Flightgear esri scenery
![flightgear esri scenery flightgear esri scenery](https://i.imgur.com/3NMnHC3.png)
If you custom scenery covers only a few tiles, drawing spwecific areas in qgis based on an ortophoto is a good compromise. You always have the option of drawing some custom areas in qgis: rocks, for example. Since OSM is becoming more and more detailed, with additional landclasses every day, and FlightGear currently has the possibility of using ortophotos or regional materials to improve the variability of the scenery, I'm not sure if the extra effort of using CORINE data is the best option for a small custom scenery anymore. FlightGear manages scenery through a folder hierarchy representing square degrees for both Objects and Terrain. The same mechanism should work for DEM data, including hopefully ESRI shapefiles - which would help greatly boost moving map development in FlightGear, and which is something that James mentioned on various ocassions in the context of his hard-coded Map/NavDisplay components, as well as the G1000. Les Scenery (scènes en bon français) correspond à lespace visible de FlightGear en-dehors des avions, de latmosphère. The path can contain objects only, terrain only or combined scenery directories. The FlightGear Scenery Database collects all 3D objects that are placed in the FlightGear World Scenery releases. Objects for a tile are loaded from all directories visited before (and including the one where) the terrain was found. To associate your repository with the flightgear-scenery topic, visit your repos landing page and select 'manage topics.' GitHub is where people build software. The base package depends on the SimGear and FlightGear source, mainly because aircraft features are being developed in sync with the available FDM and rendering facilities. Alternatively, if you have a steady and reasonably fast internet connection, you can use TerraSync. The first terrain found for each tile is loaded. To see the terrain below your aircraft, you have to install the respective scenery.This can happen by downloading certain bits of scenery before flying as described in the article installing scenery.

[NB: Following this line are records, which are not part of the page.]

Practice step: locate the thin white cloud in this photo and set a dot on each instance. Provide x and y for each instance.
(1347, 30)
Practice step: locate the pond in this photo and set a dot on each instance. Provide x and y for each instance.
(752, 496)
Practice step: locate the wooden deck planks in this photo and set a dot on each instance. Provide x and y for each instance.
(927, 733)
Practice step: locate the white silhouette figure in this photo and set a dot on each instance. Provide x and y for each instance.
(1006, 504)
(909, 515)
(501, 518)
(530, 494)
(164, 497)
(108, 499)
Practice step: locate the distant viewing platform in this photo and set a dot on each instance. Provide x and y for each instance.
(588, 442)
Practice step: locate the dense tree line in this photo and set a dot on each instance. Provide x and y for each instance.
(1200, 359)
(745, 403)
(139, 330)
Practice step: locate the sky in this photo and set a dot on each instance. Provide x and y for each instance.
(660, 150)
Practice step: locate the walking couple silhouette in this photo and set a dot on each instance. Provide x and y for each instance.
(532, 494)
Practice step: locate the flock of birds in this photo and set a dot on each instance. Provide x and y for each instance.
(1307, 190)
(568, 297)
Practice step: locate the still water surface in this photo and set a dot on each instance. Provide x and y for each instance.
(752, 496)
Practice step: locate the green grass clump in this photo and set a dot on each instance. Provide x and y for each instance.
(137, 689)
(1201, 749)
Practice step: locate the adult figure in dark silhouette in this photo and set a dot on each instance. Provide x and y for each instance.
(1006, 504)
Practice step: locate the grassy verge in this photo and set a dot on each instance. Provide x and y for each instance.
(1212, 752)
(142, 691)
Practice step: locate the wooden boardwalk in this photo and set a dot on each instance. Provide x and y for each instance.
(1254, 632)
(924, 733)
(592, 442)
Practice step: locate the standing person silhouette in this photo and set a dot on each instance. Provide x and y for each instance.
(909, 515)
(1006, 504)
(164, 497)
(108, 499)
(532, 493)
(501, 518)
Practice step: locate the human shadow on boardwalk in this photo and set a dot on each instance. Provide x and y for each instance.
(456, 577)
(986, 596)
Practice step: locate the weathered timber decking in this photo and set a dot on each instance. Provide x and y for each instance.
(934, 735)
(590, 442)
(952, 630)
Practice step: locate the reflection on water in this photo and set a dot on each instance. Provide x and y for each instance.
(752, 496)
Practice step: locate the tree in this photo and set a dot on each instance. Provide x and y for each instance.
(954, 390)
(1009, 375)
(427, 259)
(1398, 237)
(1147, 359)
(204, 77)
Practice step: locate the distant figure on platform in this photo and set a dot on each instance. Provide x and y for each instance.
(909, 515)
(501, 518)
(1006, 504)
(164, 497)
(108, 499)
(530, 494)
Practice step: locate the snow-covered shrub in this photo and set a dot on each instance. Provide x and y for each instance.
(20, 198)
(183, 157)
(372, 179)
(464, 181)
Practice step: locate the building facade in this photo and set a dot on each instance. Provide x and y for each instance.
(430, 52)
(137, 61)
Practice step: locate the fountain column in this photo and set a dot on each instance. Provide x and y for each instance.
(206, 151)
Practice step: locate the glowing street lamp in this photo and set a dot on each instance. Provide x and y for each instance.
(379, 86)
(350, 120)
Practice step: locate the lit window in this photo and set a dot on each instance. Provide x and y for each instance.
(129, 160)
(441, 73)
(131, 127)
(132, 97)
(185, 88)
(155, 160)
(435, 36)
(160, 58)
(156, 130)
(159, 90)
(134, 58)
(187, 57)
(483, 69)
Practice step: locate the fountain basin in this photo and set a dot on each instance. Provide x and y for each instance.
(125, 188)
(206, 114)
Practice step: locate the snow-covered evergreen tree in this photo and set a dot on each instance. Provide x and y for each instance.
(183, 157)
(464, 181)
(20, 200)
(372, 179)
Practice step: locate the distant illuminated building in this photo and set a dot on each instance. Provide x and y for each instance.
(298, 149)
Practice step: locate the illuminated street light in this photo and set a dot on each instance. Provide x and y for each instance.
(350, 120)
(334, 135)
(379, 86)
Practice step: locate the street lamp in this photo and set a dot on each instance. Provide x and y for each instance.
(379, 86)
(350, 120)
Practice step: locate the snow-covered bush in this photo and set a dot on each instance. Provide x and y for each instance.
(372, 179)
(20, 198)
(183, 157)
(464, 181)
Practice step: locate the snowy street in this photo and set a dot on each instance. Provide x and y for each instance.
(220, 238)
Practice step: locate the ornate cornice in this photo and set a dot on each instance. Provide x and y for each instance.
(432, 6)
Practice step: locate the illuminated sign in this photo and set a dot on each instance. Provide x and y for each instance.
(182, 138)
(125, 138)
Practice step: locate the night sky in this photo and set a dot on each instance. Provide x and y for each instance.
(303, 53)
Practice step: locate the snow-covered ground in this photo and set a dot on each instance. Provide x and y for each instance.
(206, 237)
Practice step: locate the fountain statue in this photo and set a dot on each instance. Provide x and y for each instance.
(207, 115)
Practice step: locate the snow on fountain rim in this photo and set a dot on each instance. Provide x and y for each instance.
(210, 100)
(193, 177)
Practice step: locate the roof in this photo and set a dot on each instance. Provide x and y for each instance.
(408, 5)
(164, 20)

![flightgear esri scenery flightgear esri scenery](https://i.ytimg.com/vi/AFUri3QhQCQ/maxresdefault.jpg)
Check the landclasses available in the area you are interested in and decide if they deserve the effort. FlightGear searches these scenery paths sequentially. I'm not sure about the tool, but it will take a long, long time. Keep in mind you must convert the data in this dataset using ogrdecode, or ogr2ogr, or qgis. I believe the most suitable format for your needs is the ESRI database, 5GB for all Europe.